Hannah's dissertation research focuses on collaborations between Alaska Native subsistence hunters and governmental biologists conducting marine mammal research in the Bering Strait region amidst accelerating loss of arctic sea ice. The mandates of the Endangered Species Act and the Marine Mammal Protection Act have increased scientific demand for information about the changing Arctic environment. Biologists seek the knowledge, skills, and cooperation of Inupiat and Siberian Yupiit hunters, who are uniquely skilled at locating, capturing, and tagging animals traditionally harvested for subsistence. These skills, along with Traditional Ecological Knowledge and community support, have become valuable resources in a new Arctic "economy of loss." Environmental monitoring is a valuable asset, and increasingly, a subjective mode of being on the land (and sea) for Alaska Natives. Yet hunters, scientists, and bureaucrats continue to negotiate a "fair price" for indigenous contributions, in both economic and political terms.
Photo caption: As a
subsistence hunter brings in his walrus harvest in Gambell on Saint Lawrence
Island, Alaska, he is immediately met by a "beach monitoring team,"
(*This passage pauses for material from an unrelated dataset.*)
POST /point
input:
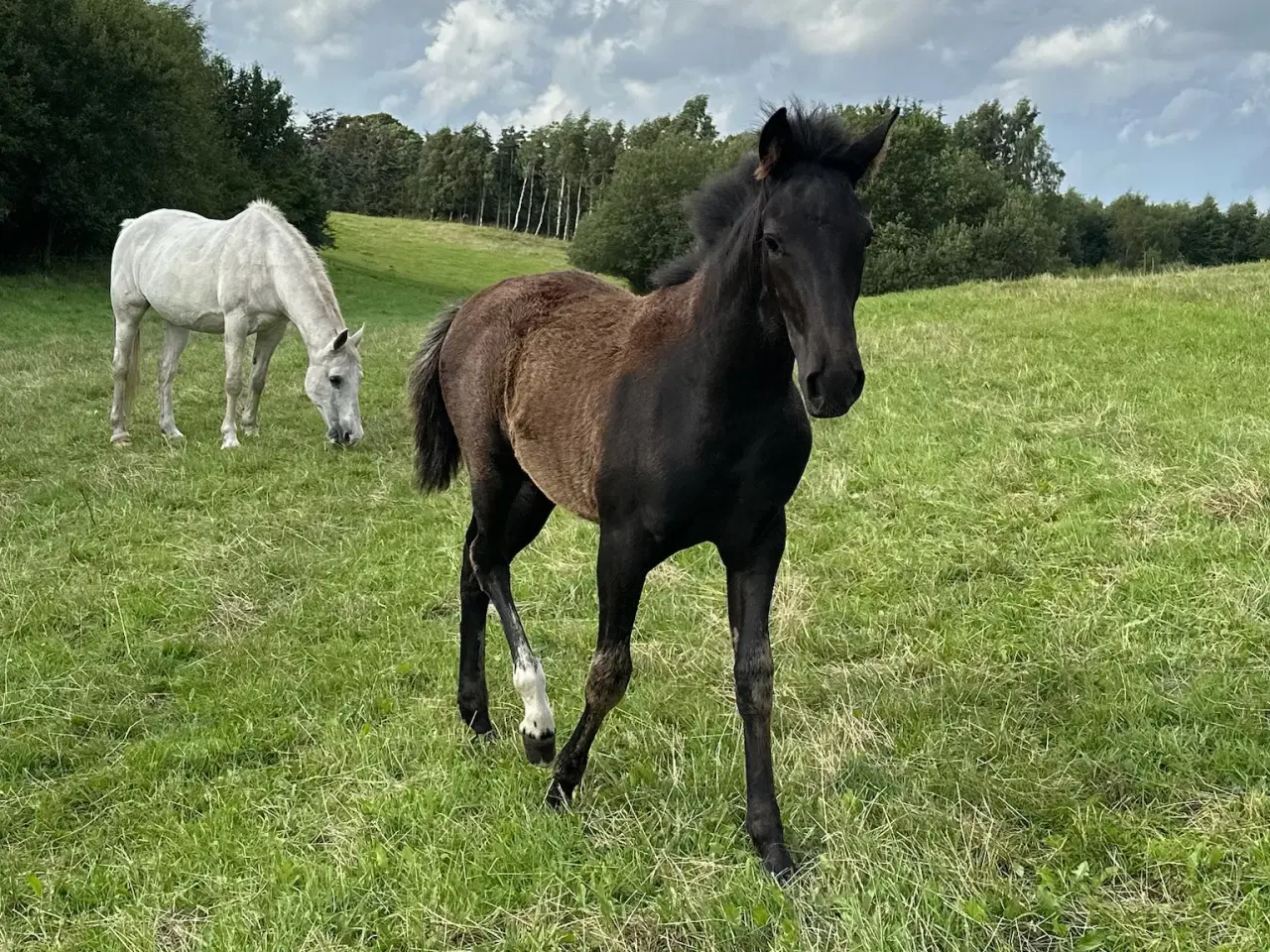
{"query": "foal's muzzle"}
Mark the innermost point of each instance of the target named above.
(832, 393)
including a federal biologist. The hunter is presented with a knife and
sampling kit in the hope that he will submit tissue samples and biological
measurements from his harvest. Behind the hunter, two US Fish and
Wildlife Service enforcement agents scan his boat for any evidence of
"wanton waste." Amidst scrutiny by wildlife management agencies,
tribal councils have recently formalized traditional rules for walrus hunting
into "local ordinances," seeking to regain control over the terms of
environmental governance in their backyard. Photo by Hannah Voorhees, May
Photo caption: Members of the Alaska Nanuuq (polar bear) Commission meet every six months to discuss polar bear research and management with federal biologists. Commissioners are subsistence hunters from coastal villages in Northwest Alaska. Within structures of environmental governance surrounding climate change, hunters have had to become experts in the details of state and federal wildlife laws. Commissioners and tribal councils must now tap into climate change research and wildlife management projects if they are to develop jobs and tangible benefits for their communities. Photo by Rob Hawking, December 2011.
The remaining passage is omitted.